I stayed motionless, sitting in the shadows, breathing as quietly as possible. He had to know I was here. My glass had clinked against the bottle not five minutes ago. Yet he settled on the couch like a cat, pulling the blanket tighter, eyes on the flames.

Why did he join me? Why sleep on a couch instead of a comfortable bed?

To make me watch?

To tempt me?

He shifted, tucking his legs under him, and I stared at the clean line of his jaw in the firelight. It was too perfect. Noah had the kind of beauty that begged for destruction.

Does he think we're something now? Two broken pieces that fit together now after I broke him?

I almost laughed. That idea was absurd.

Whatever he wanted, he showed no fear, lying quietly with his back to me, vulnerable in sleep.
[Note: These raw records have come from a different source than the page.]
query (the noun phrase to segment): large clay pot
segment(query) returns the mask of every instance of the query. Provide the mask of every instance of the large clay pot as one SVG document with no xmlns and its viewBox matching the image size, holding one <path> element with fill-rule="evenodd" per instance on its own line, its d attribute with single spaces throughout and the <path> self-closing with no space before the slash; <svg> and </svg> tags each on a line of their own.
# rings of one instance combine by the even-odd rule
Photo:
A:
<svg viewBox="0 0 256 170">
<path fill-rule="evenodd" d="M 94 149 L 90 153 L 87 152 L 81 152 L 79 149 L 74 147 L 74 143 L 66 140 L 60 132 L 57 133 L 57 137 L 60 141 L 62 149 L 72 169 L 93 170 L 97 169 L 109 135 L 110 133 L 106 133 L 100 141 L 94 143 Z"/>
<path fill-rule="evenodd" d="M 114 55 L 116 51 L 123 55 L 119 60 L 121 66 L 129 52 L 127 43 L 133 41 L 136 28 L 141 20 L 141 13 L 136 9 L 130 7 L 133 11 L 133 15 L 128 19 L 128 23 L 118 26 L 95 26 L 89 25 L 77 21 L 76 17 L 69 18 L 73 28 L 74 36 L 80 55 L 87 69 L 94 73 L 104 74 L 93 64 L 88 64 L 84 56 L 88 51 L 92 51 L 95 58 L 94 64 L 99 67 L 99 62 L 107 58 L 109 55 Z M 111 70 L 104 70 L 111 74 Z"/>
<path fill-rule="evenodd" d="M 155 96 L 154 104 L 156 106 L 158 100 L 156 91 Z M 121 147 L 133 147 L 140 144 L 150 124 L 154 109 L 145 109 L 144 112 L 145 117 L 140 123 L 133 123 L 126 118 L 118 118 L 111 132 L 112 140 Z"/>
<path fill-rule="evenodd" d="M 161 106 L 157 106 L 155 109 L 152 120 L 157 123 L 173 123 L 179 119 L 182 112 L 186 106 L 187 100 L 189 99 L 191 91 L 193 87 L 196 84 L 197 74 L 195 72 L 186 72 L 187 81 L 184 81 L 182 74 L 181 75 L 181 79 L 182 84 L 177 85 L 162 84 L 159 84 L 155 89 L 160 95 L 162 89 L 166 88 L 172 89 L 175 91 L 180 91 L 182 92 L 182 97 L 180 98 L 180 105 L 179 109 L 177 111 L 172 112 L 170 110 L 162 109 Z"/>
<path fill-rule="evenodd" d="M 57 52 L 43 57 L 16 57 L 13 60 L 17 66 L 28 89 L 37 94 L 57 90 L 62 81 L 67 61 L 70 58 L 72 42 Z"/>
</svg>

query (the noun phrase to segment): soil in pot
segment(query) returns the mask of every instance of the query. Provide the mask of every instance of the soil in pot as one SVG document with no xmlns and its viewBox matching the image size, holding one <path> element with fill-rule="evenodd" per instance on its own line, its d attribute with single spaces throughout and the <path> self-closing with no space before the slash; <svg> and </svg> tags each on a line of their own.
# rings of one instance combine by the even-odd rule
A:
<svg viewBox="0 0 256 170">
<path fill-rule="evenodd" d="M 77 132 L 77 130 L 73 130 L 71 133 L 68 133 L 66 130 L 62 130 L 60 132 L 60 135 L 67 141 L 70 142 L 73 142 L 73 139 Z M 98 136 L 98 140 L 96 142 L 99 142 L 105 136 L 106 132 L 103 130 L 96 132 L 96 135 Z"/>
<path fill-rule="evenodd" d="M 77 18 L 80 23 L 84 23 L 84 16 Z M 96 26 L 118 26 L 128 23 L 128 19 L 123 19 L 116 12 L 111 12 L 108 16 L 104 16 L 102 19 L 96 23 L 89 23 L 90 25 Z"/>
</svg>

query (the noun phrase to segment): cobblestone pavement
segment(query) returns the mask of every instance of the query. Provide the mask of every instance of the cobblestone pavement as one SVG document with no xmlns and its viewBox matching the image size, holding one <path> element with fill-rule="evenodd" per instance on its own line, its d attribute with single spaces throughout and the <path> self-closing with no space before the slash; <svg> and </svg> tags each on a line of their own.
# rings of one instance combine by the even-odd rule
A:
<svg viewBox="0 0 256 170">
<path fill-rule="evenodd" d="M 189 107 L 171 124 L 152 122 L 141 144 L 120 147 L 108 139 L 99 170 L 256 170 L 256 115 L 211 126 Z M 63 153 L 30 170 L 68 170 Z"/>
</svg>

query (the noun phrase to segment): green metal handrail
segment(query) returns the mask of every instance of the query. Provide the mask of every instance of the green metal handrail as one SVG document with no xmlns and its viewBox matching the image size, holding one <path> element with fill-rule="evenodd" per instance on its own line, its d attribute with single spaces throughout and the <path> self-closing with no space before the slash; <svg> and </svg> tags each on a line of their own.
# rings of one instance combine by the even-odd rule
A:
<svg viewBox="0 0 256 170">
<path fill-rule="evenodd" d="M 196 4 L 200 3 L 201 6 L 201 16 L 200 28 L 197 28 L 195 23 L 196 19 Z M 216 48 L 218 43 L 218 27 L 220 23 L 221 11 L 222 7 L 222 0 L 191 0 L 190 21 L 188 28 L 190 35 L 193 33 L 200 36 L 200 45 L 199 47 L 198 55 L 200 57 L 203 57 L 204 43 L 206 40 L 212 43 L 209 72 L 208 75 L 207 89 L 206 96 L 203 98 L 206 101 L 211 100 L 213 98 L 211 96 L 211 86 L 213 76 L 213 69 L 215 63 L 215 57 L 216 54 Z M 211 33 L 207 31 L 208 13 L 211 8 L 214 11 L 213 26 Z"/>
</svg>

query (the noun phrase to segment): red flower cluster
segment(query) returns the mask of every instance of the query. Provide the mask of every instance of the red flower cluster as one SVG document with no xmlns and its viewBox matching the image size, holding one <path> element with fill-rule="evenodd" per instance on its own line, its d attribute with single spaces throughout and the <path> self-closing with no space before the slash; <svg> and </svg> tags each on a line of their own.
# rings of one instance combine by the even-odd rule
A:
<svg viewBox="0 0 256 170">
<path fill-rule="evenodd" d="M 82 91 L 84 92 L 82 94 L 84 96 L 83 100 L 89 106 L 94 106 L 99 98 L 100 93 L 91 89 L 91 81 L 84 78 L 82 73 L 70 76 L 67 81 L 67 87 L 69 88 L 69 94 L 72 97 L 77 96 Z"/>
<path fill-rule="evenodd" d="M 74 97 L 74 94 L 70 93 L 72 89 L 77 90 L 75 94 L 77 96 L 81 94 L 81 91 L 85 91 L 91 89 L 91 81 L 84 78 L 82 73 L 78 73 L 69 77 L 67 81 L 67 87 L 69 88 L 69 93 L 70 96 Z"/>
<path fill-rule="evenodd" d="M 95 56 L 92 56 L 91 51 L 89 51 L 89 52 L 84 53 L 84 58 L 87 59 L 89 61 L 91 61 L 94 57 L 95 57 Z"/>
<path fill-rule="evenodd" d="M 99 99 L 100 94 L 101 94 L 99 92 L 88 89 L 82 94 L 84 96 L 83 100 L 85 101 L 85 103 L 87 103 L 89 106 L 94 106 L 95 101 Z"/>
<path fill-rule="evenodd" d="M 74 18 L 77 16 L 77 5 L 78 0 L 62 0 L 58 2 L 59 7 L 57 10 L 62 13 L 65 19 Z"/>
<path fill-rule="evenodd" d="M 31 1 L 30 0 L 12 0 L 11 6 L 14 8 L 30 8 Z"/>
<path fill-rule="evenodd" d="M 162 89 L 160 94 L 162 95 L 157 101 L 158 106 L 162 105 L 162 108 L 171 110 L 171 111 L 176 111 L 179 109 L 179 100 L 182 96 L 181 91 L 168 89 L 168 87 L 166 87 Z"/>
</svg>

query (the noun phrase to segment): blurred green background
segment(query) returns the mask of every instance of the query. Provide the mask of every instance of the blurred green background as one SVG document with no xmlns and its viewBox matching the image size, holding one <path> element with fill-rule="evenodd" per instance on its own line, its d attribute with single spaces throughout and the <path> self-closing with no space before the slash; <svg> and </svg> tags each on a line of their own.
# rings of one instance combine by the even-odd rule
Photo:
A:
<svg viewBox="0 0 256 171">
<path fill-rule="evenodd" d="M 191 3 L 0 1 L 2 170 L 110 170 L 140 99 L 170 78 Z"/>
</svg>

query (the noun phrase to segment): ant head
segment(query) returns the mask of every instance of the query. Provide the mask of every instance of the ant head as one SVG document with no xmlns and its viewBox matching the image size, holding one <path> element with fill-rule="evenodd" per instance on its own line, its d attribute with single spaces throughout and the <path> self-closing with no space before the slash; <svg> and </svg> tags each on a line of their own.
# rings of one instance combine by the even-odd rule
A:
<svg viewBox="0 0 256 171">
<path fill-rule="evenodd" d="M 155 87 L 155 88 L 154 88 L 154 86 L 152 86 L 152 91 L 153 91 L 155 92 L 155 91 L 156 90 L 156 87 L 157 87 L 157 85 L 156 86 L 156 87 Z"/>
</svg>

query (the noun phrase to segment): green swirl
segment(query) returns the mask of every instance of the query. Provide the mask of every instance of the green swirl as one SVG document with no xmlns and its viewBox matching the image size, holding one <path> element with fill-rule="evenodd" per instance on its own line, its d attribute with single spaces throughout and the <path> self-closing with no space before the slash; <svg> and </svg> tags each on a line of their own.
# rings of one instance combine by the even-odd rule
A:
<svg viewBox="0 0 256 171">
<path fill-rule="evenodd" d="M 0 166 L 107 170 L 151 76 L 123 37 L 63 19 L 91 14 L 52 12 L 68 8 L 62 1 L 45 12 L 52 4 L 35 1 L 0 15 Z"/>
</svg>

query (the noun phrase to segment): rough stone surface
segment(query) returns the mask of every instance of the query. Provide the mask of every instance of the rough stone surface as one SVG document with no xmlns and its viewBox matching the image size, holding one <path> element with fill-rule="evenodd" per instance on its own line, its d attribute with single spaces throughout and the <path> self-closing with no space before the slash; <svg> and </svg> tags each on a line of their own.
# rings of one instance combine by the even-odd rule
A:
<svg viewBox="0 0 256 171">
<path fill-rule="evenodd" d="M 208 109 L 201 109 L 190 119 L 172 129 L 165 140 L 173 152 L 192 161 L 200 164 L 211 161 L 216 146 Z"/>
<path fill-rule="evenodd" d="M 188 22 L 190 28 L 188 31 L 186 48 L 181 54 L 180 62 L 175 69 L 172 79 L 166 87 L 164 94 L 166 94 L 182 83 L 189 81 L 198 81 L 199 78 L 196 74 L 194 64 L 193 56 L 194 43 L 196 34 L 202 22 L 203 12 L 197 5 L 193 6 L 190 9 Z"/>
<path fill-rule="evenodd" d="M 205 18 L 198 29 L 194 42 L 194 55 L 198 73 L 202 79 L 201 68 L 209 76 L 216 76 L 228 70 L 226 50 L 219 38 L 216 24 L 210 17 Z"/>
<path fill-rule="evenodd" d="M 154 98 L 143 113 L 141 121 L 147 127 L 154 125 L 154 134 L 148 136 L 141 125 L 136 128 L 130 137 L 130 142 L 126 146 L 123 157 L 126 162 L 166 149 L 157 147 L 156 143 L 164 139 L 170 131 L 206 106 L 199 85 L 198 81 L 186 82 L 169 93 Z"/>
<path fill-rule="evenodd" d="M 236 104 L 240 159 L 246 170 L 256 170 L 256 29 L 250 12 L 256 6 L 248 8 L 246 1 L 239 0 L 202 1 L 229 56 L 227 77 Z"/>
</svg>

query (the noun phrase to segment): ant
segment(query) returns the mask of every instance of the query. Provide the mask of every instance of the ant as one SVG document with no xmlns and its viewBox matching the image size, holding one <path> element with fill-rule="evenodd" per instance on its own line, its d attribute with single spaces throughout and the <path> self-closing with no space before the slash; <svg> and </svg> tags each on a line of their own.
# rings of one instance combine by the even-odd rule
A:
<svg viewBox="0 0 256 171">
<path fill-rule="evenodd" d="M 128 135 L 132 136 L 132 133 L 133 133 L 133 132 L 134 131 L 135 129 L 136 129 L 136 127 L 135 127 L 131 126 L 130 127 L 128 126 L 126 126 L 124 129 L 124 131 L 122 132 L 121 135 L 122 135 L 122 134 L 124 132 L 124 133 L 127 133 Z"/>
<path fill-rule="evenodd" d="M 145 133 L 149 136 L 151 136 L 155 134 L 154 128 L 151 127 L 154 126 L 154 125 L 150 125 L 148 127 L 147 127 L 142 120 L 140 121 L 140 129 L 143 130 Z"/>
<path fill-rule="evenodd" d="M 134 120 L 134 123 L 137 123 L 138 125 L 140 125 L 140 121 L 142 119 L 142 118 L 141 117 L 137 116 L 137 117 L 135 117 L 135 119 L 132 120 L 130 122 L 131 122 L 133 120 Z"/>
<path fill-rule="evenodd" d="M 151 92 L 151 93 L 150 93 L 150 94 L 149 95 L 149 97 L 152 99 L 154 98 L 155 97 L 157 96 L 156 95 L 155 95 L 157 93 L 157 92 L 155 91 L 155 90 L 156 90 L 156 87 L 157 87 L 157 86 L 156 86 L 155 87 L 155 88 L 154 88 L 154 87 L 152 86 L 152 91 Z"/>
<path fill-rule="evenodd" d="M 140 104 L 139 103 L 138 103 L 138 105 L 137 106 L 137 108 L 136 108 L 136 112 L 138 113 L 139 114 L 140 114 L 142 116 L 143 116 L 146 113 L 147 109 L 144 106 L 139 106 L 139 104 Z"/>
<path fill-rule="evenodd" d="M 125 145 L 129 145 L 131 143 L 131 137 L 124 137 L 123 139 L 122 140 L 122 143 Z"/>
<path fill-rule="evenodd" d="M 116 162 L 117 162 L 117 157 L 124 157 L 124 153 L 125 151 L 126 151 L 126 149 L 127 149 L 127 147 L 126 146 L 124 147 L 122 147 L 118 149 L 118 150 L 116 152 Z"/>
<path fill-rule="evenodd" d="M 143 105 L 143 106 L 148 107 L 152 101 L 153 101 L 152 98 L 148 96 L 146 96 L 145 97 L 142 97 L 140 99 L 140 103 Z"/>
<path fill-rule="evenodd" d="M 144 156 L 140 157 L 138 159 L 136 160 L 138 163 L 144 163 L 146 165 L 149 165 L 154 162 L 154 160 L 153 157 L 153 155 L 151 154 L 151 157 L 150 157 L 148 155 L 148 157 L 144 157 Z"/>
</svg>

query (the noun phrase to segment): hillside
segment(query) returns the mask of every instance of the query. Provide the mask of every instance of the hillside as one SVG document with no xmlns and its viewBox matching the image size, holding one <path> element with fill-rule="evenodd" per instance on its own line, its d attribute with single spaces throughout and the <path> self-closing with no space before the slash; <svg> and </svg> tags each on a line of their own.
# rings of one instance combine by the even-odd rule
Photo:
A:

The wind rattled the window frames. I poured another drink and waited.

I stared at Noah's back.

I'd seen guys invite pain in hockey before. They dropped their gloves for the rush and wore their bruises like trophies, laughing off stitches in the locker room. Hockey encouraged them—men who danced with violence and then went home to wives and normal lives after the final buzzer sounded.

Noah wasn't like them.

There was something different in his eyes that night. It wasn't someone who wanted to be a daredevil playing the game of pain. He needed it. Required it. He was the type who recognized pain as an old friend rather than an occasional visitor.